Some simple statistical functions.

>>> from ch_5_ex_1 import mean, median
>>> data = [2, 4, 4, 4, 5, 5, 7, 9]
>>> data # doctest: +ELLIPSIS
[2, 4..., 9]
>>> mean( data )
5.0
>>> median( data )
4.5

"""

A module docstring must be (almost) the first lines in a module file. The only line that might come before the module docstring is a one-line #! comment. A #! comment line, if present, is aimed at the OS shell and identifies the rest of the file as being a Python script, not a shell script.

We used the # doctest: +ELLIPSIS directive on one of our tests. The result wasn't complete, it had "..." in the expected results to show the parts doctest should ignore.

Floating-point values may not be identical for different processors and OSes. We have to be careful to show floating-point numbers with formatting or rounding. We might use "{:.4f}".format(value) or round(value,4) to assure that the insignificant digits are ignored.

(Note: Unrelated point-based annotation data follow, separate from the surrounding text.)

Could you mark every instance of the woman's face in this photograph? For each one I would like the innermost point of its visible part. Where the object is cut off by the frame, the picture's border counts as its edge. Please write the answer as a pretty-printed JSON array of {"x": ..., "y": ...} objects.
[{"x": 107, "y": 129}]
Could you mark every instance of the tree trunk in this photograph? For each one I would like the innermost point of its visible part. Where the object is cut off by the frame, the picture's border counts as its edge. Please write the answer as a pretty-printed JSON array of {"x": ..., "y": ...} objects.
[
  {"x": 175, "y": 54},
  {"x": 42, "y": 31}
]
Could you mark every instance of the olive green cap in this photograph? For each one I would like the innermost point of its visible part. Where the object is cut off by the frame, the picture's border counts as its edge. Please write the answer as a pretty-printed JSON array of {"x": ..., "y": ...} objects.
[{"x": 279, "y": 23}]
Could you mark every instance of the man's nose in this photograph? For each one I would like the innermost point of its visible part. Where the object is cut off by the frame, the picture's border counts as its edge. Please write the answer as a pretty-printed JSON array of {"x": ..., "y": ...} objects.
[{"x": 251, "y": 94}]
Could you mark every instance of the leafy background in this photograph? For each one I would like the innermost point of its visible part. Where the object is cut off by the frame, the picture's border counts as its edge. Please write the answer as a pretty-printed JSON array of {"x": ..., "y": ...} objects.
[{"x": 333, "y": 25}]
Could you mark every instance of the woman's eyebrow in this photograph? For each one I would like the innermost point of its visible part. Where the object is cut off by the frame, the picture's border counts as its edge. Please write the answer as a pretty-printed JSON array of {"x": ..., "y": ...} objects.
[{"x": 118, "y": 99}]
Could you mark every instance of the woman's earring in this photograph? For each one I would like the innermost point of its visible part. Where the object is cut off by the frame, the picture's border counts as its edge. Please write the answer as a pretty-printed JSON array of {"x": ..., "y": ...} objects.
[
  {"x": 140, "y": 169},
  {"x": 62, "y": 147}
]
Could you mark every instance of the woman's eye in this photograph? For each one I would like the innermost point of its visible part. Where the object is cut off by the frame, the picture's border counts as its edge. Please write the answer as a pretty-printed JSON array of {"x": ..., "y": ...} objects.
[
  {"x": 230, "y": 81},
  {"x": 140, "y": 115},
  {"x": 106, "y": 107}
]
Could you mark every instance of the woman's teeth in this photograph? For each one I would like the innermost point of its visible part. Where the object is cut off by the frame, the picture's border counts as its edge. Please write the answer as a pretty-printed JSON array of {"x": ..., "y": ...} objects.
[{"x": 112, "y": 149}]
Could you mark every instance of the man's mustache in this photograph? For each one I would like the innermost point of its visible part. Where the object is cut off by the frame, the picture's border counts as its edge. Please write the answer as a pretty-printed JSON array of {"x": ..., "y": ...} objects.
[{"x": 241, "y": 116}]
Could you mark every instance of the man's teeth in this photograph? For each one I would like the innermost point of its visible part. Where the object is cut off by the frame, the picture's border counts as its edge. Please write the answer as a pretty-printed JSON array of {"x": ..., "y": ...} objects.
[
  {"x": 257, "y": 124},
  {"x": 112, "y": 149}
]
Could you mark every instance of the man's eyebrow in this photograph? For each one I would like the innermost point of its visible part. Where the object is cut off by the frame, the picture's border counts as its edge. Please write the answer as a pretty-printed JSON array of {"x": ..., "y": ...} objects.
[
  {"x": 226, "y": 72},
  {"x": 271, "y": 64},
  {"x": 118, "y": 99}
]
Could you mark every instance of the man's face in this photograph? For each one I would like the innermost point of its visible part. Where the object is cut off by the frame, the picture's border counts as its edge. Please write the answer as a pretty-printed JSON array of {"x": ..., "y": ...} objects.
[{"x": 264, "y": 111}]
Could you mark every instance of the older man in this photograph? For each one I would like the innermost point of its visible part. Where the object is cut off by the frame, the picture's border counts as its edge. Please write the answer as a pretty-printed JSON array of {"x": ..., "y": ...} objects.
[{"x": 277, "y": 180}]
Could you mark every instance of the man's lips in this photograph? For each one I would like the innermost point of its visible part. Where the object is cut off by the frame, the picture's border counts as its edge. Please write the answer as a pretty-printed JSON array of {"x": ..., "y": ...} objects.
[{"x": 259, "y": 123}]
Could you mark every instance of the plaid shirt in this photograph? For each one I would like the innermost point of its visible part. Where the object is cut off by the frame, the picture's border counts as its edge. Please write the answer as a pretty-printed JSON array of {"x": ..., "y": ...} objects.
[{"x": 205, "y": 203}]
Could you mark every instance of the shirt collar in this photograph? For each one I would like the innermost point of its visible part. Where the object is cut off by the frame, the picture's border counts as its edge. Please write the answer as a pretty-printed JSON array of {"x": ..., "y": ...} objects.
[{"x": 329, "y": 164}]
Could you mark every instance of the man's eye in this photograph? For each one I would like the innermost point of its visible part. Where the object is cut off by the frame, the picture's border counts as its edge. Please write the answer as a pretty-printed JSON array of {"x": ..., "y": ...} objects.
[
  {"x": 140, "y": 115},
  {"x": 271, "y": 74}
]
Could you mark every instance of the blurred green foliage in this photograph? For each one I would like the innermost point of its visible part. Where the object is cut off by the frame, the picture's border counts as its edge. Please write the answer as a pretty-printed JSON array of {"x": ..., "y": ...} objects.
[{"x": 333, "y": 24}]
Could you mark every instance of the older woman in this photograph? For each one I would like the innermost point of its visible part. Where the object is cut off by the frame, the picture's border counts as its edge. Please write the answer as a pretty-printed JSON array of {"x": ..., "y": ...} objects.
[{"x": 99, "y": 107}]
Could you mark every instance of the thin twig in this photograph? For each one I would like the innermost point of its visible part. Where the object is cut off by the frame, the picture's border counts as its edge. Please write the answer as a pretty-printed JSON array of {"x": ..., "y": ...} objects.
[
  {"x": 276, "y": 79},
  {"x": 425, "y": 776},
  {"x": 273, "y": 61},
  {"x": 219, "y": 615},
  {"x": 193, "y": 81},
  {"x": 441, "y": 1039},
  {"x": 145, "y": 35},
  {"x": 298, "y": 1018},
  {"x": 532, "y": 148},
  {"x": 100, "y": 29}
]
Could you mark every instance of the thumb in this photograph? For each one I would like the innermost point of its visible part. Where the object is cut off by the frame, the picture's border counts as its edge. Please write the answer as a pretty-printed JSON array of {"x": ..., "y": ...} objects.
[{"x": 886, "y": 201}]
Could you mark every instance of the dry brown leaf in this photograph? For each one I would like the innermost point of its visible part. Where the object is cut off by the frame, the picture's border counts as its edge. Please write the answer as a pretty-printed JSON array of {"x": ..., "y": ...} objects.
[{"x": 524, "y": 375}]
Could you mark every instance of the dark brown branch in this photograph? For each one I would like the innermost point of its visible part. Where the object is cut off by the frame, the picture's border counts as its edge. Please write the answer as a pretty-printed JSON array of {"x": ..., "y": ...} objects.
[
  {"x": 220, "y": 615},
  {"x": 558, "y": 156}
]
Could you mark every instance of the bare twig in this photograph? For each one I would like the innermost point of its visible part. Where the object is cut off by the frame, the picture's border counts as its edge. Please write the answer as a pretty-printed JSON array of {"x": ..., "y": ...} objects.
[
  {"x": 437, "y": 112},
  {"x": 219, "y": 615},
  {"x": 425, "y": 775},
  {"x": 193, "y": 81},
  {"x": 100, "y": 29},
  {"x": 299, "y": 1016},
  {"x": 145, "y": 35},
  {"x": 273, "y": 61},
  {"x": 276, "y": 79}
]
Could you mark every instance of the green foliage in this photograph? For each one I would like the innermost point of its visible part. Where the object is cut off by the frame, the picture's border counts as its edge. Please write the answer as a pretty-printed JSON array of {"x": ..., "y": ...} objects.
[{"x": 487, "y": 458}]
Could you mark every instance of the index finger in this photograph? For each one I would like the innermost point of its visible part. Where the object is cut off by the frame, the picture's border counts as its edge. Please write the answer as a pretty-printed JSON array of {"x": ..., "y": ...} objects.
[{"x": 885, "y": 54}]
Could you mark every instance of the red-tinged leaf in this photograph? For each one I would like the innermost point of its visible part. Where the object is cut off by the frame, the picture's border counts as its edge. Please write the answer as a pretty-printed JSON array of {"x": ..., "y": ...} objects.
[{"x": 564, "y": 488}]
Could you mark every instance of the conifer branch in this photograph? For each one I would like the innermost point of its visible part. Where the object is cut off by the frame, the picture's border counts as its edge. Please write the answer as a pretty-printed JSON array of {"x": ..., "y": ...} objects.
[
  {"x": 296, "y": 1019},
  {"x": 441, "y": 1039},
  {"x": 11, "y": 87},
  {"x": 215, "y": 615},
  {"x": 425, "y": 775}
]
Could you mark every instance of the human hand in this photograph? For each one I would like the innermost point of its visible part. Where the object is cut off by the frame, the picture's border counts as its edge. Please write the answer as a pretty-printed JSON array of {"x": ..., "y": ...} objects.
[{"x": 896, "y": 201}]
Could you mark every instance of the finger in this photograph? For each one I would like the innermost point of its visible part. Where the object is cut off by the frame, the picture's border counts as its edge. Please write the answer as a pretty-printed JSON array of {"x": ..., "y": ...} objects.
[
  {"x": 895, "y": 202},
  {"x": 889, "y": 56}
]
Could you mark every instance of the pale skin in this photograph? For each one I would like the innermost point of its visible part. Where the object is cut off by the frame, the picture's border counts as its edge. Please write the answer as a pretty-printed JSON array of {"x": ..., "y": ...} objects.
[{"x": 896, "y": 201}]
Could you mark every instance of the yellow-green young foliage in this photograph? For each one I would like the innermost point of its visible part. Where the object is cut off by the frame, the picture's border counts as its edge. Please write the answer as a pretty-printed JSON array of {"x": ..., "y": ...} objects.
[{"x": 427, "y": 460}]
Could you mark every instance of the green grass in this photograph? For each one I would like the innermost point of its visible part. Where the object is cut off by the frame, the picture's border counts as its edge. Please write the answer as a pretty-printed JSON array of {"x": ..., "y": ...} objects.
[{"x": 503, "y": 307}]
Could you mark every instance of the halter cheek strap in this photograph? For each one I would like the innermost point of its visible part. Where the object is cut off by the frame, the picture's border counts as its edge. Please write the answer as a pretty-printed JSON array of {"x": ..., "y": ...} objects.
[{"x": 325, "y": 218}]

Adding doctest cases to a class definition

We looked at doctests in modules and functions. We can put doctests in several places in a class definition. This is because we have several places to put docstrings.

The class as a whole can have a docstring right at the top. It's the first line after the class statement. Also, each individual method within a class can have its own private docstring.

We might, for example, include a comprehensive docstring at the beginning of our class definition:

class AnnualStats:
    """Collect (year, measurement) data for statistical analysis.

    >>> from ch_5_ex_4 import AnnualStats
    >>> test = AnnualStats( [(2000, 2),
    ...    (2001, 4),
    ...    (2002, 4),
    ...    (2003, 4),
    ...    (2004, 5),
    ...    (2005, 5),
    ...    (2006, 7),
    ...    (2007, 9),] )
    ...
    >>> test.min_year()
    2000
    >>> test.max_year()
    2007
    >>> test.mean()
    5.0
    >>> test.median()
    4.5
    >>> test.mode()
    4
    >>> test.stddev()
    2.0
    >>> list(test.stdscore())
    [-1.5, -0.5, -0.5, -0.5, 0.0, 0.0, 1.0, 2.0]
    """

This provides a complete rundown of all of the features of this class in one tidy summary.

Tip

Our sample data leads to a standard deviation of exactly 2.0. This trick shows that with clever test data, we can circumvent some of the doctest float-point output limitations.